CC2Vec: Distributed Representations of Code Changes
This addresses the need for general, automated feature extraction in software engineering tasks, reducing manual effort, but it is incremental as it builds on existing neural methods for code representation.
The authors tackled the problem of representing code changes for software patches by proposing CC2Vec, a neural network model that learns distributed representations guided by log messages, and it outperformed state-of-the-art techniques in tasks like log message generation, bug fixing patch identification, and just-in-time defect prediction.
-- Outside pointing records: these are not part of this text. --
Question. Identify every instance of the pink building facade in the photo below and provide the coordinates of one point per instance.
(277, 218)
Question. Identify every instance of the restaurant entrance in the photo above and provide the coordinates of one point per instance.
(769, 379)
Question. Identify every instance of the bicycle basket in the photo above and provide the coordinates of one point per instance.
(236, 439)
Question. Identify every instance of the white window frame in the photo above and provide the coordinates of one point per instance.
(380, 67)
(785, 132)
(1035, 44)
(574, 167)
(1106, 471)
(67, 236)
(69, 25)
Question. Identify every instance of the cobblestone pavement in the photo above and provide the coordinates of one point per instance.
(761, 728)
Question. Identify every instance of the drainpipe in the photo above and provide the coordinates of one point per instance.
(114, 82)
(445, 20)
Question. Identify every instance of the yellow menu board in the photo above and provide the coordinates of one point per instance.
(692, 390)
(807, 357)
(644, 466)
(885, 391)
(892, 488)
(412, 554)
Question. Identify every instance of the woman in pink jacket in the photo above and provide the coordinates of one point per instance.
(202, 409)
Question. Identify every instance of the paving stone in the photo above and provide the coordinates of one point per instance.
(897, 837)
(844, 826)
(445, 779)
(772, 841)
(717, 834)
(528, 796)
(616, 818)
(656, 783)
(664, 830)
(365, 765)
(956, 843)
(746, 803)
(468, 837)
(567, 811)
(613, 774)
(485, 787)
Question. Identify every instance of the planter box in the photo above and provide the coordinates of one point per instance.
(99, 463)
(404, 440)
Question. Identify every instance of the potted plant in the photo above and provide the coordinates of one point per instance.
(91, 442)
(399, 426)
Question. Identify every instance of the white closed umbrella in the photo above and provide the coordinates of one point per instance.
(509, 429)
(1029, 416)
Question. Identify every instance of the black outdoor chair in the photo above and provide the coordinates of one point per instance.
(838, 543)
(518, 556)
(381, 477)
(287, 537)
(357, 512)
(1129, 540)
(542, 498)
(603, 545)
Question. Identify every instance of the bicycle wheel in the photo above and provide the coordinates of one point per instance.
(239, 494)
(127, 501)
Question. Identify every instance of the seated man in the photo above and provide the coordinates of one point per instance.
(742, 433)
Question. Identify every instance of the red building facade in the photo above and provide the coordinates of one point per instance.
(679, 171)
Existing work on software patches often use features specific to a single task. These works often rely on manually identified features, and human effort is required to identify these features for each task. In this work, we propose CC2Vec, a neural network model that learns a representation of code changes guided by their accompanying log messages, which represent the semantic intent of the code changes. CC2Vec models the hierarchical structure of a code change with the help of the attention mechanism and uses multiple comparison functions to identify the differences between the removed and added code. To evaluate if CC2Vec can produce a distributed representation of code changes that is general and useful for multiple tasks on software patches, we use the vectors produced by CC2Vec for three tasks: log message generation, bug fixing patch identification, and just-in-time defect prediction. In all tasks, the models using CC2Vec outperform the state-of-the-art techniques.